The exact same logic you are using to support Georgian rule over Ossetia would also support Serbian rule over Kosovo.
You have no idea what I think about all those FYRs, especially that particular hotspot. What I don't support is ethnic cleansing in
any form, whether it is by direct persecution or 'merely' paperwork.
Georgian rule over Ossetia is a legal fiction,
...sounds very much like a "Soverign Citizen" line of argument; notoriously misguided, and "selectively editing out" of any established regulations deemed inconvenient to the current dissatisfaction
du jour.
"Legal fictions" aren't imaginary/arbitrary, they are established to clarify potentially labyrinthine legal mish-mashes of competing legislation by cutting through to the chase and saying (for example) that the current balance of understanding is that <Foo> is effectively equivalent to <Bar>, and so all dependant legal issues should consider it so without painstakingly revisiting the question (and potentially dealing with an interim judgement at odds with all those judgements that already sided with the opposite version of interim judgement).
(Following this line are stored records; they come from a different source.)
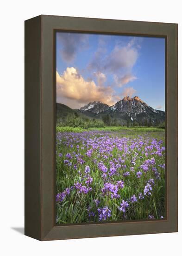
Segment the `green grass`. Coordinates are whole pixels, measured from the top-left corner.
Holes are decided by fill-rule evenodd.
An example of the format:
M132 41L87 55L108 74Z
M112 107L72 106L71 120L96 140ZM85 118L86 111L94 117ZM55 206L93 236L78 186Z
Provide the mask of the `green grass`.
M142 132L164 132L164 129L161 129L158 127L126 127L123 126L106 126L101 128L93 127L88 128L88 129L83 129L79 127L72 127L70 126L57 126L56 127L56 132L75 132L81 133L84 131L131 131L132 132L134 131Z
M163 142L159 144L160 147L165 145L165 130L157 128L146 127L105 127L104 128L89 129L87 131L80 128L71 127L56 128L57 134L56 155L56 193L61 193L67 188L71 188L76 182L82 182L83 185L86 185L86 178L84 177L84 170L86 165L88 165L90 168L90 175L93 178L93 182L90 185L92 190L88 194L80 193L75 188L70 190L70 194L67 195L63 202L56 203L56 220L59 224L82 223L95 222L99 221L97 209L107 206L111 210L111 216L107 221L118 221L121 220L141 220L148 218L149 215L159 219L161 216L165 217L165 169L159 167L159 164L165 162L165 152L163 151L162 156L157 155L151 155L151 152L155 153L157 148L151 151L149 151L149 155L145 155L145 148L146 146L151 145L152 141L157 140L157 143L162 140ZM82 132L84 132L82 133ZM115 140L116 140L115 142ZM92 148L90 141L110 141L109 145L117 144L118 140L121 140L123 143L121 143L120 150L118 146L114 147L110 153L100 153L100 147L94 149L92 155L88 156L86 153ZM133 143L138 143L140 141L144 142L144 145L138 147L133 150L129 150ZM84 145L83 144L88 141ZM95 142L94 142L95 143ZM112 144L113 143L113 144ZM71 145L72 146L71 147ZM157 144L158 145L158 144ZM125 145L125 146L124 146ZM79 146L78 149L76 146ZM125 150L127 146L127 153ZM157 146L158 147L158 146ZM143 153L143 151L144 153ZM85 162L82 164L78 164L78 157L74 152L80 154L81 158ZM59 154L63 154L62 156ZM71 166L68 166L64 163L63 161L68 159L66 154L70 153L72 158L70 160ZM112 155L111 155L112 153ZM104 157L105 155L107 158ZM80 156L79 157L80 157ZM114 162L121 157L125 161L124 164L126 168L119 168L118 175L113 175L109 178L109 182L115 184L117 181L123 180L125 186L123 189L119 191L119 198L111 199L110 195L103 196L101 189L106 182L102 177L102 172L99 170L97 163L103 161L108 170L110 169L110 161ZM136 165L134 167L134 171L130 170L131 161L136 158ZM152 166L150 166L149 171L146 174L143 172L141 178L137 178L136 172L140 169L140 167L145 160L154 157L157 171L161 175L160 179L156 179ZM97 162L94 162L94 160ZM77 169L74 168L74 164L77 164ZM125 177L124 172L129 171L130 176ZM143 200L138 200L133 204L129 203L129 207L127 209L125 215L119 211L118 207L122 200L128 200L135 194L138 197L139 193L143 193L144 186L148 181L151 178L154 179L155 185L153 186L152 195L145 196ZM100 201L97 207L94 200L98 199ZM95 216L88 216L88 207L90 211L94 213Z

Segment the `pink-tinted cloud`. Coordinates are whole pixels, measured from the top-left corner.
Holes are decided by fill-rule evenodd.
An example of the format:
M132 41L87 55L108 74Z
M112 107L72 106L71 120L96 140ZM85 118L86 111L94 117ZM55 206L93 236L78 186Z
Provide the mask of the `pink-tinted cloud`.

A legal fiction
can be revisited, should the need arise, but often that means a replacement with an alternate legal fiction to reflect modified circumstances/understanding.
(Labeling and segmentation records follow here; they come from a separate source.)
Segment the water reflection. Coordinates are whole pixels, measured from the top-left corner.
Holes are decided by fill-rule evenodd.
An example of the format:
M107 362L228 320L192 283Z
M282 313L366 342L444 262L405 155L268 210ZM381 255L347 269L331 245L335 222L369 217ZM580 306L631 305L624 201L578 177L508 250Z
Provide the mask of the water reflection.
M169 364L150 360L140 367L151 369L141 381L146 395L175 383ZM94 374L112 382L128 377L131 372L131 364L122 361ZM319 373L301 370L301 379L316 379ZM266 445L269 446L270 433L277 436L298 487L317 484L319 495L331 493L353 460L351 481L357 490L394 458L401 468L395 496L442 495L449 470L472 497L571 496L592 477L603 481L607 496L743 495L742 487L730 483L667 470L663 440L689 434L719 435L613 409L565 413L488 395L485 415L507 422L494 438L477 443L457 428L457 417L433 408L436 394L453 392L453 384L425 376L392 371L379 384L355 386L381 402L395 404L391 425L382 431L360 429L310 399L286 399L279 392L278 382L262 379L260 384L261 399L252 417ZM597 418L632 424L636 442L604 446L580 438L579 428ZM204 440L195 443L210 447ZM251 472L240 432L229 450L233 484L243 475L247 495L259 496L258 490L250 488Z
An excellent example of "legal fiction" is that of adoption. Having gone through the process of adopting a child, the legal fiction establishes that the adoptee is the child of the adopters, for all future legal purposes, and that the original parents now are no longer so (excepting where other adoption-aware legislation explicitly unpacks the various relationships as being meaningful in their original subtleties). This saves time in back-tracking the decision whenever future parentage issues, to be dealt with, are written without reason to distinguish or otherwise specifically mention adoptive statuses.
Should (for whatever reason, hopefully less common in this day and age) twins be separately adopted by separate families, this does not allow one family to then unilaterally tempt the other family's twin to run away and live with them, outwith any proper legal reassessment and rearrangement of the situation.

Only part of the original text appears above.